Differences between fixed and adjustable rate loans

With a fixed-rate loan, your payment doesn't change for the life of your loan. The longer you pay, the more of your payment goes toward principal. The property taxes and homeowners insurance will go up over time, but in general, payment amounts on fixed rate loans change little over the life of the loan.

Early in a fixed-rate loan, a large percentage of your monthly payment pays interest, and a much smaller percentage goes to principal. As you pay , more of your payment is applied to principal.

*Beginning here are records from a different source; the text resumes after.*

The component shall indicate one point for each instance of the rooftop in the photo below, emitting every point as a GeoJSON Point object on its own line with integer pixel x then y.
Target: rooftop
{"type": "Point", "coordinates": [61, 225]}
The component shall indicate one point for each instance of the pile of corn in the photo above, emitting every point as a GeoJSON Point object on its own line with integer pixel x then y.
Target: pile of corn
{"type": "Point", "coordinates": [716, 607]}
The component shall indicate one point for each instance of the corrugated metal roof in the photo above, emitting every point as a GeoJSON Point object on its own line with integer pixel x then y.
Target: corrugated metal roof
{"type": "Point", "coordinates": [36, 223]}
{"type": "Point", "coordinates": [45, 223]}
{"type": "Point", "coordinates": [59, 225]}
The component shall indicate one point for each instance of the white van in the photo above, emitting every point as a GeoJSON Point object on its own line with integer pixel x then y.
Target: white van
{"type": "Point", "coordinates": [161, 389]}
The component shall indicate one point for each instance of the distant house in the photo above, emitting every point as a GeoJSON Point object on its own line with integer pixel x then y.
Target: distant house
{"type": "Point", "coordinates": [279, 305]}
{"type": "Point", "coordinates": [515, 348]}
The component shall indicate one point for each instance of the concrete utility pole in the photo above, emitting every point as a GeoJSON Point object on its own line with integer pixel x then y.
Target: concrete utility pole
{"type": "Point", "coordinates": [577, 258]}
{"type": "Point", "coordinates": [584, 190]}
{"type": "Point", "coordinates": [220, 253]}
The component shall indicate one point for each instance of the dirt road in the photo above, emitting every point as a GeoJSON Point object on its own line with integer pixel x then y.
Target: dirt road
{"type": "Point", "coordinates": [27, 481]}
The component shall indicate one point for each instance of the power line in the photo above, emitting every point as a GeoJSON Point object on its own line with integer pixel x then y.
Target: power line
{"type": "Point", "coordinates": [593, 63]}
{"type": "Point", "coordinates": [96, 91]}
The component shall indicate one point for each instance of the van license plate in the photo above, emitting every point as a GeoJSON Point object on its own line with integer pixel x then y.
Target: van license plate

You can choose a fixed-rate loan to lock in a low interest rate. Borrowers choose fixed-rate loans because interest rates are low and they want to lock in the lower rate. For homeowners who have an ARM now, refinancing into a fixed-rate loan can offer greater stability in monthly payments. If you currently have an Adjustable Rate Mortgage (ARM), we'd love to assist you in locking a fixed-rate at the best rate currently available. Call Abundance Home Mortgage at (512) 335-7800 to learn more.

Adjustable Rate Mortgages — ARMs, come in a great number of varieties. ARMs usually adjust every six months, based on various indexes.

The majority of Adjustable Rate Mortgages are capped, which means they won't increase over a specific amount in a given period of time. Your ARM may feature a cap on interest rate increases over the course of a year. For example: no more than a couple percent a year, even though the underlying index goes up by more than two percent. Your loan may feature a "payment cap" that instead of capping the interest directly, caps the amount your payment can increase in one period. Plus, almost all ARM programs feature a "lifetime cap" — this means that your interest rate can't exceed the capped percentage.

ARMs most often feature their lowest rates toward the beginning of the loan. They guarantee the lower interest rate from a month to ten years. You may hear people talking about "3/1 ARMs" or "5/1 ARMs". For these loans, the introductory rate is set for three or five years. After this period it adjusts every year. These types of loans are fixed for 3 or 5 years, then they adjust. These loans are best for borrowers who expect to move within three or five years. These types of adjustable rate programs are best for borrowers who will sell their house or refinance before the initial lock expires.

Most people who choose ARMs do so because they want to take advantage of lower introductory rates and do not plan on staying in the house for any longer than the initial low-rate period. ARMs can be risky in a down market because homeowners can get stuck with rates that go up when they can't sell or refinance with a lower property value.